Carbon nanotubes carcinogenic in same way as asbestos

November 10, 2017 // By Peter Clarke
Carbon nanotubes are carcinogenic and the mechanism by which they cause cancer would appear to be the same as in the case of asbestos, according to a paper published in Current Biology by authors from the UK's Medical Research Council (MRC).

Carbon nanotubes (CNTs) are a much-heralded wonder material stronger than steel and a superior electrical conductor due to their rolled two-dimensional nature. However, the carcinogenic nature of long CNT fibers indicates caution in how they are used, the researchers conclude.

CNTs are being deployed and experimented with in multiple areas in nanoelectronics. However, CNTs should be handled with care. Their nanoscopic nature makes them difficult to control and similarly makes protection of production operatives difficult. The same lessons should probably be carried over to the use of many so-called bio-persistent materials at the nanometer scale.

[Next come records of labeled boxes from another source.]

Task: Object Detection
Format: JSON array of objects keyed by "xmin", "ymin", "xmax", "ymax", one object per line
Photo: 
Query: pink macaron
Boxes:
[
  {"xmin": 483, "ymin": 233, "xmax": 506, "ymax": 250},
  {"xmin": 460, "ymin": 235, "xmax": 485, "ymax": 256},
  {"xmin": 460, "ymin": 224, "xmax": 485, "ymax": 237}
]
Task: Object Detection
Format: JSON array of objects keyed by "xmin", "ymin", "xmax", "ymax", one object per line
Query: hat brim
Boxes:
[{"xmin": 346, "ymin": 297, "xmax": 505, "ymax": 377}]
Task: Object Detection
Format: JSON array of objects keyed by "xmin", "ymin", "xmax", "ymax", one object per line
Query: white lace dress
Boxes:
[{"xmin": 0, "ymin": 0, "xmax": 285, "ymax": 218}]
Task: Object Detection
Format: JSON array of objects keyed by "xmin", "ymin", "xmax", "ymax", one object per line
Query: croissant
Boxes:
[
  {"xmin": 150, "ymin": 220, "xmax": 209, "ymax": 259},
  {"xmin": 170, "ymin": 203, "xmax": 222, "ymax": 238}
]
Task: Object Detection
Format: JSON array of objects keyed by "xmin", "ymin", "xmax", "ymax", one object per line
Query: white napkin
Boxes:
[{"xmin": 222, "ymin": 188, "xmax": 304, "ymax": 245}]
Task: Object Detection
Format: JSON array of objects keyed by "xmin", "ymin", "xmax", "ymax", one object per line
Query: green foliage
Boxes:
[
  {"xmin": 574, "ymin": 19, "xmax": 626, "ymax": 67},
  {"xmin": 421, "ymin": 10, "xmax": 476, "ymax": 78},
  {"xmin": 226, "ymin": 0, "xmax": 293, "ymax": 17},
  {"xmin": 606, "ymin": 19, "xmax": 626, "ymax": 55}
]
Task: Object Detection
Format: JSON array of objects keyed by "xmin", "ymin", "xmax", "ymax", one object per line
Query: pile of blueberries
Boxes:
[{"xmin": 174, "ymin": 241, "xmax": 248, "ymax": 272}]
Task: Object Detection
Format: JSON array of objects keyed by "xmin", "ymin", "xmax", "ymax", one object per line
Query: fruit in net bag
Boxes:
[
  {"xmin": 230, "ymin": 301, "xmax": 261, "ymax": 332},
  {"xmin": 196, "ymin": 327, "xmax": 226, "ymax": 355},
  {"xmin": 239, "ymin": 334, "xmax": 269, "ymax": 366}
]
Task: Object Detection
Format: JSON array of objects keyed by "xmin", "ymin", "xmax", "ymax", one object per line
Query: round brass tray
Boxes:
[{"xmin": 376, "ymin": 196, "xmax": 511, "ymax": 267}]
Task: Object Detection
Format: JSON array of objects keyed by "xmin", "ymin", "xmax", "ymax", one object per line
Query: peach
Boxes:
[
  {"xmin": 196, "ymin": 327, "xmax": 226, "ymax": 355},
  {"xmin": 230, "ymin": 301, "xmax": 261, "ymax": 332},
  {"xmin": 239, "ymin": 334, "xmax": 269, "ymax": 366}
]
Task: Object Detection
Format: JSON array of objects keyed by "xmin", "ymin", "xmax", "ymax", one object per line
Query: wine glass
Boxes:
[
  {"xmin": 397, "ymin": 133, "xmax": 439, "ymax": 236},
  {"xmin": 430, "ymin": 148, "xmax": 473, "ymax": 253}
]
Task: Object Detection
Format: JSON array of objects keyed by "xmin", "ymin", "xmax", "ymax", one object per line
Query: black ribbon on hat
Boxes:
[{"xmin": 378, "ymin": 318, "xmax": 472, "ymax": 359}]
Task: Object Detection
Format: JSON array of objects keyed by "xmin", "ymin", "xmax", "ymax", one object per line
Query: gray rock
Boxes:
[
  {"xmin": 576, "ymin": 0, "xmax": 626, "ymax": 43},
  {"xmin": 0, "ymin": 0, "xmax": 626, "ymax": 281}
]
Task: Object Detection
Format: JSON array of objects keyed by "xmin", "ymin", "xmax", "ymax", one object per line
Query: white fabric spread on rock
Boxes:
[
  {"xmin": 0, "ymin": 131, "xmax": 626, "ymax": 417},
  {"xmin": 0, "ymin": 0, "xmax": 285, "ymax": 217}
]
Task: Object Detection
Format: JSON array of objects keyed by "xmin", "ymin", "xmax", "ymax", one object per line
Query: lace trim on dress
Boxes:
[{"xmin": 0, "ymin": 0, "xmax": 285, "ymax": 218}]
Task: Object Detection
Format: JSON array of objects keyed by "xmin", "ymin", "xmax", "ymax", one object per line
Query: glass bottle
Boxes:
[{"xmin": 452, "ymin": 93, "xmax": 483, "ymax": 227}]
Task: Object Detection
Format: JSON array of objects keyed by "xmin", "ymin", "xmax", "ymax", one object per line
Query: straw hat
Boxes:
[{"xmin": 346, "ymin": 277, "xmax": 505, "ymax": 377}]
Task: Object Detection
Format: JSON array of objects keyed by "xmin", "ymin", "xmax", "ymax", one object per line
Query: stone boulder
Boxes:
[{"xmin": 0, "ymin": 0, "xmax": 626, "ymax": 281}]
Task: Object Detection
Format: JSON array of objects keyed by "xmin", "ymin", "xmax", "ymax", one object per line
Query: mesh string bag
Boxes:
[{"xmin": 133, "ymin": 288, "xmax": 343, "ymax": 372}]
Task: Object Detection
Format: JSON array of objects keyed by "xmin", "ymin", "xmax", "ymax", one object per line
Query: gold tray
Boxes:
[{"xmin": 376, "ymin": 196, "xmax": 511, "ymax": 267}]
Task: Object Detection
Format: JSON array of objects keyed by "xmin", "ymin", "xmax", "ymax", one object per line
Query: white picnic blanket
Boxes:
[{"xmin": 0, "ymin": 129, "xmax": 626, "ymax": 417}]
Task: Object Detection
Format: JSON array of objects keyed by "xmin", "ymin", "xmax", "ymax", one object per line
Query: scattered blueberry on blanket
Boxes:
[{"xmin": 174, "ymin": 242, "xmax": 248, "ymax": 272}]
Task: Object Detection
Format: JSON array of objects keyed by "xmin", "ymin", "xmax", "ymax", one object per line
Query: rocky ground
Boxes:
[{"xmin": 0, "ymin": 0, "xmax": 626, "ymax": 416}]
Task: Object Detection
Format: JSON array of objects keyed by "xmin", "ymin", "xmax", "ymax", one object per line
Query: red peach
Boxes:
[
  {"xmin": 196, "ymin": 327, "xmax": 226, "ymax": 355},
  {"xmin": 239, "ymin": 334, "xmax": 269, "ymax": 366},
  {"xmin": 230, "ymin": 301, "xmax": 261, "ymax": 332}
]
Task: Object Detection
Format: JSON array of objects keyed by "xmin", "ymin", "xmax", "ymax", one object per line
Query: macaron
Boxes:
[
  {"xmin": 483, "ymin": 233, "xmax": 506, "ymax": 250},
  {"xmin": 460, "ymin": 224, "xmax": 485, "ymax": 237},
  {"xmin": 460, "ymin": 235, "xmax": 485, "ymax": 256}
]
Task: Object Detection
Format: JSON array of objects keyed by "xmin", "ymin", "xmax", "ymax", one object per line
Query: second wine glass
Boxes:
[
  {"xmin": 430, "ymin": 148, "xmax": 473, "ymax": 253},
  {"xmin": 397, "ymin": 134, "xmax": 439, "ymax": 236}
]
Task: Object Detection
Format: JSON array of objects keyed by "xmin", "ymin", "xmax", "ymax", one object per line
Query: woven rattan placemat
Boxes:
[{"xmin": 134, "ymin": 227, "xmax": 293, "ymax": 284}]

One of the big problems with asbestos in the past, and with CNTs now, is that their cancer-inducing nature is a long-term effect. Once taken in the fibers are difficult to purge and remain unnoticed in the lungs. It is the long-term inflammatory effect of long fibers drawn into the lungs that opens up chemical and biochemical pathways to cancer, although the molecular mechanisms underlying long latency mesothelioma are not yet known.

The MRC research shows that bio-persistent long fibers induce pleural disease, including mesothelioma, on the same pathway as asbestos. The researchers conlude: "Given that the increasing manufacture of long CNT fibers raises the potential for human exposure, our findings reinforce the need for caution when using these agents if long-term harm is to be avoided."